銀行が融資をしている会社の経営者に連帯保証人になってもらう理由には、経営者の方に、融資返済に忠実に努めて欲しいという規律づけの意味合いがあるので、事業が組織的に行われているなど、銀行から高い信頼を得られる状態にならなければ、解除に応じてもらうことは難しいでしょう。


[本文]

今回も、Clubhouseでご相談を受けた内容なのですが、融資取引に関する経営者保証の解除についてシェアしたいと思います。銀行から融資を受けている会社の経営者の方の多くは、経営者保証を解除して欲しいと考える方は多いようです。そのことは積極的に行うべきと私も考えるのですが、経営者保証について正しく認識していないと、解除の要請に応じてもらうことは時間がかかると思います。

というのは、経営者保証の解除に、手続きだけでアプローチしようと考える方が多いようです。すなわち、民法の改正や、経営者保証ガイドラインで、経営者保証に関してどのように規定されているのかということにのみ目を向けてしまいがちということですう。それよりも、なぜ、銀行がなぜ経営者保証を求めるのかという意義について理解した上で、解除の要請を行うことの方が、効果的です。

では、具体的にはどうすればよいのかというと、まず、経営者保証は、形式的には経営者に対して、融資を連帯して返済することを求めるものですが、実態は、規律づけをするという意味合いが強いということを理解することです。規律づけとは、「銀行が、貴社に期待をして融資を行いますから、経営者として真摯に事業の発展と、融資の返済に努めてください」という要請に対し、経営者の方がそれに応じたということが客観的に分かるようにしておくということです。

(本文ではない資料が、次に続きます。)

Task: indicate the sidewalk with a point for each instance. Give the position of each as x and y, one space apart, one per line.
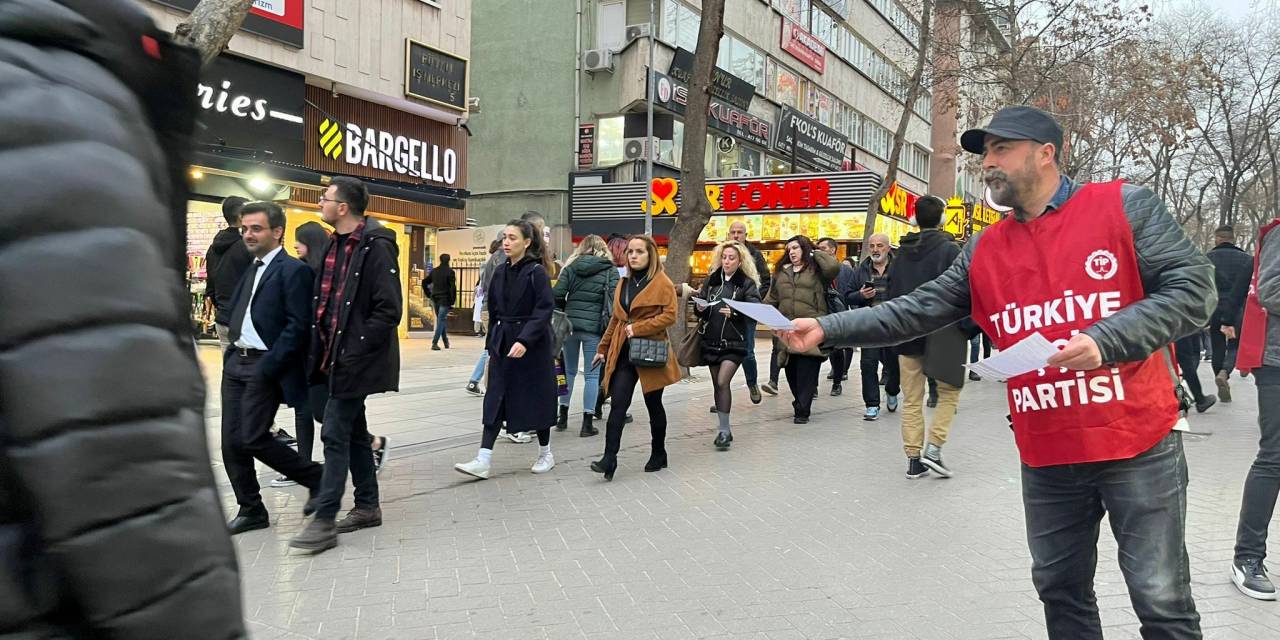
796 533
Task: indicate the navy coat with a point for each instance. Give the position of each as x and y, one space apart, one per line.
282 318
521 391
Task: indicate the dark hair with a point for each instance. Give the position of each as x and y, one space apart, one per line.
928 211
314 237
805 247
231 209
274 214
536 248
353 192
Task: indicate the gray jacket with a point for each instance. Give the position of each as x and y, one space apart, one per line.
1178 279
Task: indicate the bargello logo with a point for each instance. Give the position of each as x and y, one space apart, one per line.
330 138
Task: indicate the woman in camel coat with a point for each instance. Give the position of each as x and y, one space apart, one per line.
644 306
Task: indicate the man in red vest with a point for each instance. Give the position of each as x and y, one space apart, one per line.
1104 273
1260 355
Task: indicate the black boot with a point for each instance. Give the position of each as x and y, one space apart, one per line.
588 428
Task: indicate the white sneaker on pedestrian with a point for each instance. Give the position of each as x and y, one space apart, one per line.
476 467
544 464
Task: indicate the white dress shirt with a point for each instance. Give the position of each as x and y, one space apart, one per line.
250 339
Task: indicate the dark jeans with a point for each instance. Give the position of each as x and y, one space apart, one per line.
1224 350
1146 498
442 321
872 359
250 403
346 446
803 382
1188 360
1262 484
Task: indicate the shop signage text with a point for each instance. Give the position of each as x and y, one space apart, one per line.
816 145
725 117
725 86
804 46
752 195
435 76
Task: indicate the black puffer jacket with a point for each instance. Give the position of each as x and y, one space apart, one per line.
585 292
1176 277
110 525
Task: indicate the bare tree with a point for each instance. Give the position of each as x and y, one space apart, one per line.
211 24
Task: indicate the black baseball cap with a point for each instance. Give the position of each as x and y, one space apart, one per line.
1015 123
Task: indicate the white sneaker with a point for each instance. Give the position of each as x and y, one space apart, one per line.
476 467
544 464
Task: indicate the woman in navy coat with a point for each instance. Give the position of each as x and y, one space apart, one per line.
522 391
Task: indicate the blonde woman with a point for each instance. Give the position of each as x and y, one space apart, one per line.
644 306
723 330
584 292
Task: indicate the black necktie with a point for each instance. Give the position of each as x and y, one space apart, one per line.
245 301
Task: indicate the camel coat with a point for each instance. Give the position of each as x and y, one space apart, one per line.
652 312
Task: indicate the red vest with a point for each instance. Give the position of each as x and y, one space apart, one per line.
1253 334
1060 274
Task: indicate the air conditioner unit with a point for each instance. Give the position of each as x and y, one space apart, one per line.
638 31
636 149
598 60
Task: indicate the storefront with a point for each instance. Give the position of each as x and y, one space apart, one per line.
266 135
773 208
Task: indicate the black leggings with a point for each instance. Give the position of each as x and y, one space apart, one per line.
722 375
622 387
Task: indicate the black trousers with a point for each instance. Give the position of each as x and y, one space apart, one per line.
250 403
1146 501
803 382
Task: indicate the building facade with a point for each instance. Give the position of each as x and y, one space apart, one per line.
803 86
309 90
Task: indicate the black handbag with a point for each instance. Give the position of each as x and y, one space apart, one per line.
648 352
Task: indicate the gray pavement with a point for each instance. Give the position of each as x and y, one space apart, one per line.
796 533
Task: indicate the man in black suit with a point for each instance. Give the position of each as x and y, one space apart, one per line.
269 329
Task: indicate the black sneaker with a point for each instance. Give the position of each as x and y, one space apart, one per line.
1251 579
914 469
932 458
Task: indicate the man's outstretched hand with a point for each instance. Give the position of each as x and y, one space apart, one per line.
807 336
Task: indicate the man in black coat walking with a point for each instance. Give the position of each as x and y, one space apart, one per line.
1233 269
269 325
355 350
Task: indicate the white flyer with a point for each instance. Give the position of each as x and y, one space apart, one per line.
767 315
1028 355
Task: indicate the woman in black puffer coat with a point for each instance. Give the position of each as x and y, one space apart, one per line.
723 329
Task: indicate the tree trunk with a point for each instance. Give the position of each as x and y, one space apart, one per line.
913 94
211 24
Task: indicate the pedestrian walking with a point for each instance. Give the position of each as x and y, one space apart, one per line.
355 351
442 289
1233 269
585 293
869 288
750 369
265 365
110 522
723 330
644 307
1260 356
521 362
799 289
225 263
922 257
1093 429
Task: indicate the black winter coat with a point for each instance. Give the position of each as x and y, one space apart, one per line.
584 291
521 391
110 522
725 336
365 357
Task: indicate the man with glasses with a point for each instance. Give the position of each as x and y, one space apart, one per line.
355 351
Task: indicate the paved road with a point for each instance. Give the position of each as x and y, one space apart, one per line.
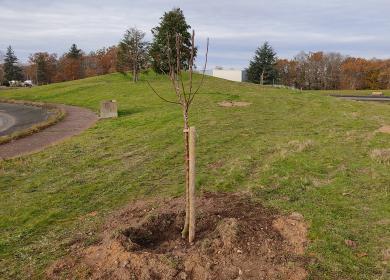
363 98
76 120
15 117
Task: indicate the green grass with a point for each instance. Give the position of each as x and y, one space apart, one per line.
366 92
294 151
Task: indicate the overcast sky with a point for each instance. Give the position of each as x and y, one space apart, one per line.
235 28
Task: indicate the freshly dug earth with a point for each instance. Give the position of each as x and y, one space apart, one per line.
384 129
236 239
234 104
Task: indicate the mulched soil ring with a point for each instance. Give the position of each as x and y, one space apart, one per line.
76 120
236 238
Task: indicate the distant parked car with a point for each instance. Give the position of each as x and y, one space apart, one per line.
28 83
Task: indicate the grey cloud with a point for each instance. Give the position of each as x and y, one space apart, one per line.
235 28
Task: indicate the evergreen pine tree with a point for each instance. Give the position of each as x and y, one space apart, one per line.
172 23
74 52
11 70
133 53
262 68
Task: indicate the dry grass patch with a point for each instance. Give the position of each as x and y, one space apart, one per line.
384 129
381 155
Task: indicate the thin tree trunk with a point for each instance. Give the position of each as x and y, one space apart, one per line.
187 170
191 187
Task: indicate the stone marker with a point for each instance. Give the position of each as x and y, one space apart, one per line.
108 109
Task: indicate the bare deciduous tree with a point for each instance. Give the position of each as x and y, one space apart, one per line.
185 94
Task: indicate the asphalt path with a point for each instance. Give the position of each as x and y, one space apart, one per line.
14 117
363 98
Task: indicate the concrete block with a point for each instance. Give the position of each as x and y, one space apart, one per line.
108 109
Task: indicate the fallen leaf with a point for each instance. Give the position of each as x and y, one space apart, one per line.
350 243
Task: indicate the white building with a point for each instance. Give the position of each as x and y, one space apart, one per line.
230 74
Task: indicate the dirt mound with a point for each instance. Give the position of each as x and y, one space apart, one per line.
384 129
234 104
236 239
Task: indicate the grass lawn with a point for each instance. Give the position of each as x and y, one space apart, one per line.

そこで、事業が順調に発展していき、会社と経営者個人では、きちんと財布が分かれている状態になっていること、事業運営は組織的に行われてるようになっていることなどが銀行に伝わる状態になれば、銀行も経営者保証は不要と判断できるようになります。このような、銀行に、より高い信頼を得られるような状況を示すことができないうちは、経営者保証の解除の要請をしても、銀行としては、それに応じようとすることは難しいでしょう。